Compared with prior art, the present invention has the following advantages and beneficial effect:
(1) there is for Chinese medicine the substance system of complexity, and flavacin content this feature extremely low, set up high sensitivity Magnetic nanoparticle-stationary phases for HPLC to aflatoxin B1Carry out assay research, there is low cost, choosing Selecting property advantages of higher.
(2) functional magnetic nano-particle is mainly concentrated use in the metabolite in biological sample and food or gold at present Belonging in the enrichment of ion, the present invention is that Magnetic solid phases abstraction technique is used for the assay of aflatoxin first in Chinese medicine, There is easy and simple to handle, low cost, accuracy advantages of higher.

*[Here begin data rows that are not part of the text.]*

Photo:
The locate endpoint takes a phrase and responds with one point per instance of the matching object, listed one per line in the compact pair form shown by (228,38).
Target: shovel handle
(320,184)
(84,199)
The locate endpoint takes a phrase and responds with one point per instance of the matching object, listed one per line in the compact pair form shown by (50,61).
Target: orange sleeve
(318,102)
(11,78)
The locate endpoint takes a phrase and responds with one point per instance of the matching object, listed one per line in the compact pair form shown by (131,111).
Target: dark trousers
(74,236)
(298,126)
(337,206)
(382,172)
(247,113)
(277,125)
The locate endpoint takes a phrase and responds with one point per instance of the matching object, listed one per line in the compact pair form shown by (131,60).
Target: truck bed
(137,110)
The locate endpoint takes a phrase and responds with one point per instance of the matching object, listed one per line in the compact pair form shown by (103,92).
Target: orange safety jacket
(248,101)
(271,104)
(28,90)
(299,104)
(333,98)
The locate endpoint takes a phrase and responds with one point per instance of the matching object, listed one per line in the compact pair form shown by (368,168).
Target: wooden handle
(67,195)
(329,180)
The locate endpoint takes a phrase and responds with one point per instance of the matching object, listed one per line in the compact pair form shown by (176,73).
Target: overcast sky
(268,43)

(4) accompanying drawing explanation
Fig. 1: different factors are to flavacin B1Response rate influence curve figure, (a) sample solution pH, (b) magnetic Nano Grain addition, (c) enrichment time, (d) effluent volume, (e) elution time.

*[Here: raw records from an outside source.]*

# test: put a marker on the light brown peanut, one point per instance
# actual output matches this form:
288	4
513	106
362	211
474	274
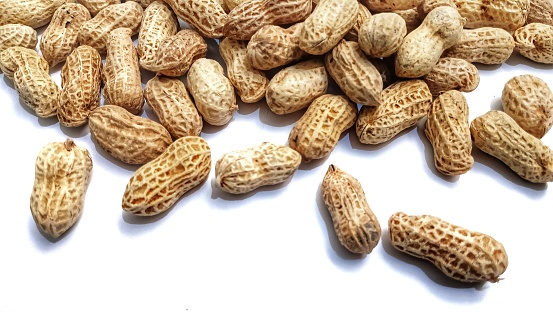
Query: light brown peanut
317	132
484	45
80	86
452	73
132	139
354	73
329	22
158	185
242	171
498	135
462	254
31	79
535	42
294	87
447	129
62	174
17	35
250	82
212	91
170	101
529	101
355	224
404	103
246	18
61	35
121	72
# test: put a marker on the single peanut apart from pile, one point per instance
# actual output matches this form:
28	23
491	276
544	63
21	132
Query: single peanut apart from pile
159	184
355	224
317	132
62	175
447	129
464	255
498	135
132	139
170	101
80	86
242	171
529	101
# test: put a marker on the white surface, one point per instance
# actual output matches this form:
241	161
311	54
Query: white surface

Fig. 2: flavacin B1The liquid chromatogram of standard substance.
The liquid chromatogram of Fig. 3: embodiment 4 need testing solution.

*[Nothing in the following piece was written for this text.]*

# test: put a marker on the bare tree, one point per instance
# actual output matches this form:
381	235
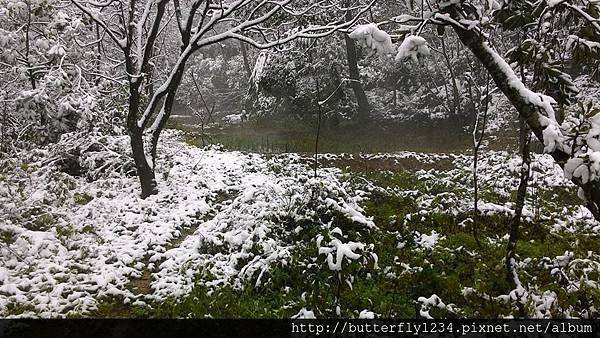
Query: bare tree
134	26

Fig. 4: the liquid chromatogram of SHENGMAI YIN (Radix Codonopsis side) under different flow phase system.
Fig. 5: the liquid chromatogram of SHENGMAI YIN (Radix Codonopsis side) under the conditions of different column temperatures.
Fig. 6: the liquid chromatogram of different enterprises' SHENGMAI YIN (Radix Codonopsis side), A is A enterprise SHENGMAI YIN (Radix Codonopsis side), and B is B enterprise Industry SHENGMAI YIN (Radix Codonopsis side), C is C enterprise SHENGMAI YIN (Radix Codonopsis side), and D is D enterprise SHENGMAI YIN (Radix Codonopsis side), and E is E enterprise SHENGMAI YIN (Radix Codonopsis side).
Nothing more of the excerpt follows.